Over the weekend, the Tribune reported that the tourism industry in the state, while up, wasn't making up for lost oilfield income to the state.
This is no surprise. Most tourism related jobs don't pay particularly well. Tourism, of course, does spill over into retail, but there's a long ways to go before the loss in employment in the extractive industries is made up by tourism. Not that there isn't an avenue to explore maximizing that, which I don't think we've done so far. Indeed, I think there's a lot that remains to be done in that field.
And perhaps it should be. The State is reporting that the economic downturn is slowing, or flattening. That doesn't mean that an oilfield and mining rebound is in the works, although its certain that some will instantly interpret it that way. No, rather, what that means is that we've potentially hit bottom and, at the same time, the price of oil seems to be stabilizing. That's far from the rapid recovery people were wishing for, but those wishes were never realistic to start with.
Added to this, Governor Mead has reported that the state will not be making more layoffs.
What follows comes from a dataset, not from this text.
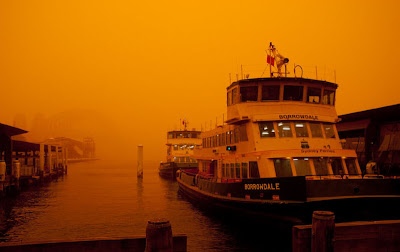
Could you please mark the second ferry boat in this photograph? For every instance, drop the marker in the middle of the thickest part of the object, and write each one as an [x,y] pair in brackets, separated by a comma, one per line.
[180,147]
[279,155]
That's certainly good news for the state as the role of the State government in keeping employment rolling is an under reported, maybe even missed, story. A warning, however, went out to the legislature, which has strong anti Keynesian tendencies, not to cut more as that would reverse this.
So perhaps some stability is entering the picture for awhile. And if that's the case, it might be a good thing to do some planning around this economy, rather than a boom one.